Notably absent from the deal are Balochistan and Khyber Pakhtunkhwa, two of the country’s four provinces, adding a layer of political fragility to an arrangement the government is already presenting as settled. The National Economic Council, the federation’s apex economic decision-making forum, convened Wednesday after three previous postponements to ratify federal and provincial development plans ahead of the budget. Sharif, who chaired the session, said consultations with provinces had been conducted “with extreme seriousness” and that decisions were made “in the best interest of Pakistan.”

Record Development Budget, Trimmed Allocations

Despite the fiscal constraints, the government has unveiled what it is billing as a record national development programme of Rs4.715 trillion. Provincial annual development plans account for the largest slice at Rs3.138 trillion, up 9.6% from the current year. The federal Public Sector Development Programme comes in at Rs1.126 trillion, a 12.6% increase, while state-owned enterprise allocations rise 27% to Rs451 billion.

The headline figure, however, masks significant reallocation within the federal programme. Under IMF oversight, most sectoral allocations have been trimmed to create room for PML-N’s signature national highways programme, a new Rs87 billion carve-out for coalition partners, and Rs70 billion earmarked for ruling-party lawmakers’ local schemes — a line item that opposition figures are likely to scrutinise closely.

Aurangzeb told senators Wednesday that the government is targeting Rs13 trillion in revenue for the current fiscal year, a figure that frames the ambition of the FY27 budget even as this year’s collections remain on uncertain ground. He also reiterated that commitments on the petroleum levy remain embedded in the government’s fiscal framework — a nod to IMF conditionality — and noted that, unlike 2022, Pakistan had absorbed flood-related losses without making international appeals, relying instead on domestic resources.

The Fuel-Price Political Minefield

Wednesday’s Senate session offered a preview of the political dynamics Aurangzeb will navigate in the budget debate. Senator Mohsin Aziz of the opposition charged that petrol prices had risen 200% under the current government, arguing that consumers had been left to bear the burden while the government reduced jet fuel costs for airlines.
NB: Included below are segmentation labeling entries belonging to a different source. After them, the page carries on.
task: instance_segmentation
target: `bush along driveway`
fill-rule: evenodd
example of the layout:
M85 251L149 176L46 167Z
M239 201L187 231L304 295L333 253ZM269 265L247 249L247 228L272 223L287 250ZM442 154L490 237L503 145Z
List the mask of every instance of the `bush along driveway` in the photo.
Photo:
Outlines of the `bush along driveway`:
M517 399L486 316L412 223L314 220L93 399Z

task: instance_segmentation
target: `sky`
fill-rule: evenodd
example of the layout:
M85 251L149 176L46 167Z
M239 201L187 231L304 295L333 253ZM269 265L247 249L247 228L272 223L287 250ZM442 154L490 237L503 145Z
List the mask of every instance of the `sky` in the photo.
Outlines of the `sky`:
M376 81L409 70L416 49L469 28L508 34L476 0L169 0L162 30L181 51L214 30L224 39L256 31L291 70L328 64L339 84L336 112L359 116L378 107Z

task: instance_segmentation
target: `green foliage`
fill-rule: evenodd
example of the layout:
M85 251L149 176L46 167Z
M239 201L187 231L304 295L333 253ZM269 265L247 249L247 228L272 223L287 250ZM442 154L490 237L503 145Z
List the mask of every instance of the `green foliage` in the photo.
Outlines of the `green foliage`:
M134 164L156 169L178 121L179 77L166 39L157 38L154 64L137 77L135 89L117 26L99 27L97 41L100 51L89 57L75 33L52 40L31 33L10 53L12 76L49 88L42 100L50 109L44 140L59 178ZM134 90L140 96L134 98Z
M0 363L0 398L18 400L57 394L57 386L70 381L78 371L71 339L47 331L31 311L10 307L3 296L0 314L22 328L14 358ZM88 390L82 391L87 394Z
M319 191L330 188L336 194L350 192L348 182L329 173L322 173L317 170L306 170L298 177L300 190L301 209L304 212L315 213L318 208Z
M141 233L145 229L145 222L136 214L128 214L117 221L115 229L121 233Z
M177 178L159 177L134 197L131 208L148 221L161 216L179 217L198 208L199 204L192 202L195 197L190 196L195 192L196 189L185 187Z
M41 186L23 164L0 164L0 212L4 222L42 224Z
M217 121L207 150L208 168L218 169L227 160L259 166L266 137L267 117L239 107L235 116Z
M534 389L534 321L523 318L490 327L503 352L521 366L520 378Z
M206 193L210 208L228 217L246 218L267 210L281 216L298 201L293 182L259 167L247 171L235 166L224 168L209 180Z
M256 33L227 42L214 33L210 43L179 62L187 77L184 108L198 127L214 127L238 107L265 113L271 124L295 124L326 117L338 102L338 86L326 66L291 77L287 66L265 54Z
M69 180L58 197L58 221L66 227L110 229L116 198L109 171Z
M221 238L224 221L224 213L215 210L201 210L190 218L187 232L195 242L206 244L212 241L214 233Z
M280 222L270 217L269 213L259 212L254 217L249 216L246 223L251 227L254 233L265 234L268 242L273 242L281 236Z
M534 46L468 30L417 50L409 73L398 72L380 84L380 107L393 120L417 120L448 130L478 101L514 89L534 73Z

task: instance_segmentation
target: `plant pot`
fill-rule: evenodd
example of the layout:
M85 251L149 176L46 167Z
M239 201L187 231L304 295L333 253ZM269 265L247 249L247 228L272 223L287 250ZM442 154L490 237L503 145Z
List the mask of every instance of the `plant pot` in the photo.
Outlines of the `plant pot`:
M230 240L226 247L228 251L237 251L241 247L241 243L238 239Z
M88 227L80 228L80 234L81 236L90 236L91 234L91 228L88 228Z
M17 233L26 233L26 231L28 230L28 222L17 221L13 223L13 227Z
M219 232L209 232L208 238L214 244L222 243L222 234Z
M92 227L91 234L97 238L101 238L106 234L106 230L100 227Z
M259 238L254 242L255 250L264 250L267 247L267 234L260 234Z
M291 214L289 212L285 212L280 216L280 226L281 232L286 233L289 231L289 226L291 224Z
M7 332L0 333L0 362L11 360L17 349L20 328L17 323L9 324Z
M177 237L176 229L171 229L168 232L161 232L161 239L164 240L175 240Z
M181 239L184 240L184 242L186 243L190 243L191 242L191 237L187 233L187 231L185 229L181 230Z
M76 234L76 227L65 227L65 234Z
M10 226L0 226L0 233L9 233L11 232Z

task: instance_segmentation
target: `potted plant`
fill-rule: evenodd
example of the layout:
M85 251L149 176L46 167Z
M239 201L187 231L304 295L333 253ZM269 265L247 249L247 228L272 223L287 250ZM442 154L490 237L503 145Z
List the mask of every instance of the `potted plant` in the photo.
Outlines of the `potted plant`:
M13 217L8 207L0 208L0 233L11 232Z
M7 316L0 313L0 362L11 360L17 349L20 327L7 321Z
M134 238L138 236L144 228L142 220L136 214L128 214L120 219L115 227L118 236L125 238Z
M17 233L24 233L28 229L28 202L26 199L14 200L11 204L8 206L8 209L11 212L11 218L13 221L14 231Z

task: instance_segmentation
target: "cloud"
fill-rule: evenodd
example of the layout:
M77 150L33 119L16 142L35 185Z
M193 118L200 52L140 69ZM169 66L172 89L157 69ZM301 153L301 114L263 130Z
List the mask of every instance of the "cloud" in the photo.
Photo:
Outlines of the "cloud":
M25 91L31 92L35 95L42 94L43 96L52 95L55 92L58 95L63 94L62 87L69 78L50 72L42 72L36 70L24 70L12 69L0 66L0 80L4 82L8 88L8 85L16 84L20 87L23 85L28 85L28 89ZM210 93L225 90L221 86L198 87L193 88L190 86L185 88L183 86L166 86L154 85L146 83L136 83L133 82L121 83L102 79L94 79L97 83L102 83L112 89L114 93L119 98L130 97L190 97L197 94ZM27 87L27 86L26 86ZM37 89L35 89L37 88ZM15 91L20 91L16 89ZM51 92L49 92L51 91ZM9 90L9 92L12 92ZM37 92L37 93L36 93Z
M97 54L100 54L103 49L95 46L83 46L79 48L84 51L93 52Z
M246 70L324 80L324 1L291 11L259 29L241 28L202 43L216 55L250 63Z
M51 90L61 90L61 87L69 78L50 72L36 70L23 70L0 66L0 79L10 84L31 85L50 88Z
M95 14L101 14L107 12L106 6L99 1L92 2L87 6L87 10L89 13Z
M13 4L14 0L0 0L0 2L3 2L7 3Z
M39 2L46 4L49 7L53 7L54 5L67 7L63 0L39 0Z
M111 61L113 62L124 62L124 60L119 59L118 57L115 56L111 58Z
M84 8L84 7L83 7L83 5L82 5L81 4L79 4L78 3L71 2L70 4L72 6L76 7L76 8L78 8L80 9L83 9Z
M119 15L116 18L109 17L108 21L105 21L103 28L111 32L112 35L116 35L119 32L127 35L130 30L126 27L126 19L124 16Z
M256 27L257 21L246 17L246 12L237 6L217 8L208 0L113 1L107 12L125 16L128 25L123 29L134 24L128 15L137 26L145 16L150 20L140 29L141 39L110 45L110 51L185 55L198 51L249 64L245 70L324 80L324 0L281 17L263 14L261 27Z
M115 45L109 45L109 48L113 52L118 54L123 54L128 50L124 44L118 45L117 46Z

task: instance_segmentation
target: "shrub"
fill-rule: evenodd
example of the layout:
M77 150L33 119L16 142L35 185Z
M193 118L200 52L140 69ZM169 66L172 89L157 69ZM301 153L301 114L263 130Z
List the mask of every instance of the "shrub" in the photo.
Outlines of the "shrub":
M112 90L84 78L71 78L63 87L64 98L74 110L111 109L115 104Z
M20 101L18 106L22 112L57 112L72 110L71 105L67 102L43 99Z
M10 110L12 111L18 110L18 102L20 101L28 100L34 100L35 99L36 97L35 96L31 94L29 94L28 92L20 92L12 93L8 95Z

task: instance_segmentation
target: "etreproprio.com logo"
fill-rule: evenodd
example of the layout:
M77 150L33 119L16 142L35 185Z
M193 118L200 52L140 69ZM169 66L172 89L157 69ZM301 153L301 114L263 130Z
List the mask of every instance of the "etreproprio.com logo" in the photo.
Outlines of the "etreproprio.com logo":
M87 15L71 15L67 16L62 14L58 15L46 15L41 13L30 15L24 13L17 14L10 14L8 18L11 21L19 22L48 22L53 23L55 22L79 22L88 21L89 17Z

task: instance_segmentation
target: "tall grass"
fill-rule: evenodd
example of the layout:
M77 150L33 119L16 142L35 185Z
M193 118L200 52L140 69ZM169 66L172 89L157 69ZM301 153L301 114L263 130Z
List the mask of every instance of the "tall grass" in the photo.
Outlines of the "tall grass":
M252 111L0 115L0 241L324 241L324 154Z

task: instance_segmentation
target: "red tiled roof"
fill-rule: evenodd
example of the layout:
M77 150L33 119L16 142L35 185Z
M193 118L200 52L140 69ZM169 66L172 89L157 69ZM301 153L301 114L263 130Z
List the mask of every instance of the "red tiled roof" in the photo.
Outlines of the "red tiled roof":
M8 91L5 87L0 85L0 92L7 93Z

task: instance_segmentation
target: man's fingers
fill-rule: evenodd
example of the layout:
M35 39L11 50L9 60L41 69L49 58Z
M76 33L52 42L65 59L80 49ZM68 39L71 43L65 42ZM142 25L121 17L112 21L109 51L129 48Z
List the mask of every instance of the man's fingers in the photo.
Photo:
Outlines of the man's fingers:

He said petroleum levy revenues were failing to reach ordinary citizens and that public expenditure had not been brought under control.

Aurangzeb defended the government’s record while acknowledging the difficulty of the moment. He told lawmakers that when the Middle East conflict erupted, it was unclear whether it would last a week or a month; it has now dragged on for three and a half months with continued economic spillovers. The government initially elected to pass through the price impact, he said, before reversing course and providing Rs129 billion in subsidies over three weeks — a decision that, by his own account, drew criticism from multiple directions.

The subsidies were funded through cuts to the PSDP. Of the total, Rs5.4 billion has been disbursed so far, including targeted relief for 800,000 motorcycle users and more than Rs4 billion channelled to farmers. The minister cautioned that even if the conflict were resolved immediately, its economic effects could persist well into the coming year.

Widening the Tax Base

On the revenue side, the government is pressing ahead with efforts to draw Pakistan’s large informal economy into the tax net. Last week it unveiled the Fixed Tax Asaan Scheme, a simplified regime targeting small traders and shopkeepers with annual turnover of up to Rs200 million.

The government is also weighing a relaxation of restrictions on overseas remittances in the budget, according to financial industry sources. Pakistanis living abroad in several countries have faced difficulties shielding their foreign investments and liquid assets under the current framework, and easing those restrictions could bolster remittance inflows — a critical source of foreign exchange in an economy that has repeatedly flirted with balance-of-payments distress.